Log file #entries after filtering ratio
0 1813 375 0.207
1 10913 1605 0.147
2 8631 1411 0.163
3 8146 1287 0.158
4 10319 1380 0.134
5 6287 1276 0.203
6 8064 1239 0.154
7 9684 1023 0.106
8 6317 1110 0.176
9 8115 1096 0.135
10 7334 1302 0.178
11 6835 1262 0.185
12 7239 922 0.127
13 10457 1297 0.124
14 8897 1102 0.124
15 9554 1051 0.110
16 8945 1020 0.114
17 4873 891 0.183
18 4961 753 0.152
19 5865 611 0.104
20 4850 501 0.103
21 4290 492 0.115
22 4863 514 0.106
23 4652 485 0.104
24 4289 520 0.121
25 3940 706 0.179
26 4292 634 0.148
27 3044 608 0.200
28 4390 538 0.123
29 3149 410 0.130
30 4402 470 0.107
31 3894 456 0.117
32 3018 518 0.172
33 5170 646 0.125
34 3980 581 0.146
35 3325 457 0.137
36 2979 478 0.160
37 5648 596 0.106
38 3139 470 0.150
39 2859 360 0.126
40 3157 700 0.222
41 2370 280 0.118
42 3457 286 0.083
43 8597 403 0.047
44 2414 258 0.107
45 2913 318 0.109
46 1835 308 0.168
47 2027 420 0.207
48 1777 319 0.180
49 1369 443 0.324
50 2860 415 0.145
51 2965 292 0.098
52 1325 264 0.199

Added 29-Mar-2022: Added even more IP addresses and bot names to accesslogFilter. Table is now chronologically in order, i.e., lower number is older.

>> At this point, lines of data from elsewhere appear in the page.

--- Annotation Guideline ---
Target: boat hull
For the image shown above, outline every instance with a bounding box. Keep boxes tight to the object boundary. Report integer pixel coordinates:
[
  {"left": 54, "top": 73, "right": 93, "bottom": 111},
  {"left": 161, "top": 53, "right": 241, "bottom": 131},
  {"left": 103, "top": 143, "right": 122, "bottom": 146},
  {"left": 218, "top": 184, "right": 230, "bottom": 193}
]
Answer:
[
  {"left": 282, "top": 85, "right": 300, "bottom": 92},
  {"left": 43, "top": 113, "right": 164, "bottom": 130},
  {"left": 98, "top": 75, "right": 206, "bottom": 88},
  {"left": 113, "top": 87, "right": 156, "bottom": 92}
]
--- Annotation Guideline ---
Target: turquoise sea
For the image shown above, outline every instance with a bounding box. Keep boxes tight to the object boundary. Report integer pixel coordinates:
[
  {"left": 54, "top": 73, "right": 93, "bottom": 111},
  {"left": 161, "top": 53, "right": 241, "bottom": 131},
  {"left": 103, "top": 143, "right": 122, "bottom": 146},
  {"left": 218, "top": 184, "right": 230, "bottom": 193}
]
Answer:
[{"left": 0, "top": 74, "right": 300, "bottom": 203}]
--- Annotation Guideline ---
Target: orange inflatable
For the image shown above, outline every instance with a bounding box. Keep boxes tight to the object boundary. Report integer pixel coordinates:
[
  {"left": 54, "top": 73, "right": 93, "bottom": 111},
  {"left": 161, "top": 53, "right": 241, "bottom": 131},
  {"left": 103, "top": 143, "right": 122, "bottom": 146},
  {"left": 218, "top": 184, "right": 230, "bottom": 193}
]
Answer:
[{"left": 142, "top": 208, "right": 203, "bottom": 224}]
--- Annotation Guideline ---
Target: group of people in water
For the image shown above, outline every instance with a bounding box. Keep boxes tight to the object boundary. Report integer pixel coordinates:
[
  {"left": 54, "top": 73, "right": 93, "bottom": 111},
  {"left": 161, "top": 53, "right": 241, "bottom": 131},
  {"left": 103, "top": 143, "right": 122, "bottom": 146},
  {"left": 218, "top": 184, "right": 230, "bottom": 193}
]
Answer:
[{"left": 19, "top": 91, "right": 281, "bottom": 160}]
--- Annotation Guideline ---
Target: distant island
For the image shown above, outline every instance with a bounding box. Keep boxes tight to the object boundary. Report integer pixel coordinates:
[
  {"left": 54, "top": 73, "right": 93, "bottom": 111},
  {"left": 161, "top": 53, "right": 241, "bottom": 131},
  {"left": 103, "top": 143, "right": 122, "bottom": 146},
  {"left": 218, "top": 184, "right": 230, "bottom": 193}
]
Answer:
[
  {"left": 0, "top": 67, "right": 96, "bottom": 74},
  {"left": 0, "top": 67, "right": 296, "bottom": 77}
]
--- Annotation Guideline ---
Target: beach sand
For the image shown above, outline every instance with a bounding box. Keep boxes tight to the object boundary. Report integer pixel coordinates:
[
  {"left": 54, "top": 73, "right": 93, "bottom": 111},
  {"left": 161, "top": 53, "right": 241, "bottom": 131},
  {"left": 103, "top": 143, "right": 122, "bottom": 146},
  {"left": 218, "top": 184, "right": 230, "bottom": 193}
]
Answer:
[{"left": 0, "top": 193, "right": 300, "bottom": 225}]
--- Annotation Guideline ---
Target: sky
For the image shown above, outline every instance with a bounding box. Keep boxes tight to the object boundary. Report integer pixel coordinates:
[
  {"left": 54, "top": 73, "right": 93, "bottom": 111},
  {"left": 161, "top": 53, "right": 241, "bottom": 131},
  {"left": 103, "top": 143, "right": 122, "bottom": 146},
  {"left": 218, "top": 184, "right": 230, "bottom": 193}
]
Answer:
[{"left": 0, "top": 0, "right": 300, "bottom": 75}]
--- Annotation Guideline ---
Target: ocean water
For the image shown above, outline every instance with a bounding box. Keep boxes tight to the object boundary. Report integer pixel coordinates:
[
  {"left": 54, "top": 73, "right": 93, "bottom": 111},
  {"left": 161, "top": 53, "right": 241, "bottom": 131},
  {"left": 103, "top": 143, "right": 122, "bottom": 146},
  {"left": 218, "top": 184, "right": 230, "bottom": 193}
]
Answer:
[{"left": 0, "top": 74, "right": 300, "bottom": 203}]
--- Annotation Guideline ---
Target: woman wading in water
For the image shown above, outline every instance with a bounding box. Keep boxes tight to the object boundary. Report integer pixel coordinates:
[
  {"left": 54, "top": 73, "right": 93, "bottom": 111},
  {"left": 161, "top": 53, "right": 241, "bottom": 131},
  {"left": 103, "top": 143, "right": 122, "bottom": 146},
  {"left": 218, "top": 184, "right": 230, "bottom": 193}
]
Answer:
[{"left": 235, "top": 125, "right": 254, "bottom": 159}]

Log file #entries after filtering ratio
1 1325 254 0.192
2 2965 286 0.096
3 2860 402 0.141
4 1369 416 0.304
5 1777 303 0.171
6 2027 404 0.199
7 1835 298 0.162
8 2913 297 0.102
9 2414 253 0.105
10 8597 400 0.047
11 3457 284 0.082
12 2370 277 0.117
13 3157 699 0.221
14 2859 358 0.125
15 3139 451 0.144
16 5648 556 0.098
17 2979 456 0.153
18 3325 442 0.133
19 3980 559 0.140
20 5170 626 0.121
21 3018 497 0.165
22 3894 441 0.113
23 4402 447 0.102
24 3149 394 0.125
25 4390 509 0.116
26 3044 580 0.191
27 4292 605 0.141
28 3940 675 0.171
29 4289 491 0.114
30 4652 466 0.100
31 4863 498 0.102
32 4290 464 0.108
33 4850 489 0.101
34 5865 591 0.101
35 4961 739 0.149
36 4873 861 0.177
37 8945 964 0.108
38 9554 994 0.104
39 8897 1067 0.120
40 10457 1270 0.121
41 7239 889 0.123
42 6835 1233 0.180
43 7334 1252 0.171
44 8115 1056 0.130
45 6317 1068 0.169
46 9684 974 0.101
47 8064 1119 0.139
48 6287 1251 0.199
49 10319 1341 0.130
50 8146 1107 0.136
51 8631 1237 0.143
52 10913 1309 0.120
53 7086 1364 0.192
54 8863 2121 0.239
55 5241 436 0.083

Script for generating this is:

1for k in `seq 54 -1 0`; do
2	let km="55-$k"; i=access.log.$k; wci=`cat $i | wc -l`;
3	filt=`accesslogFilter $i | wc -l`; let pr="1.0*$filt/$wci";
4	printf " %2d | %5d | %4d | %6.3f\n" $km $wci $filt $pr;
5done

Added 10-Dec-2023: Mitchell Krog also has lists of IP addresses, bot-names, class C nets, etc.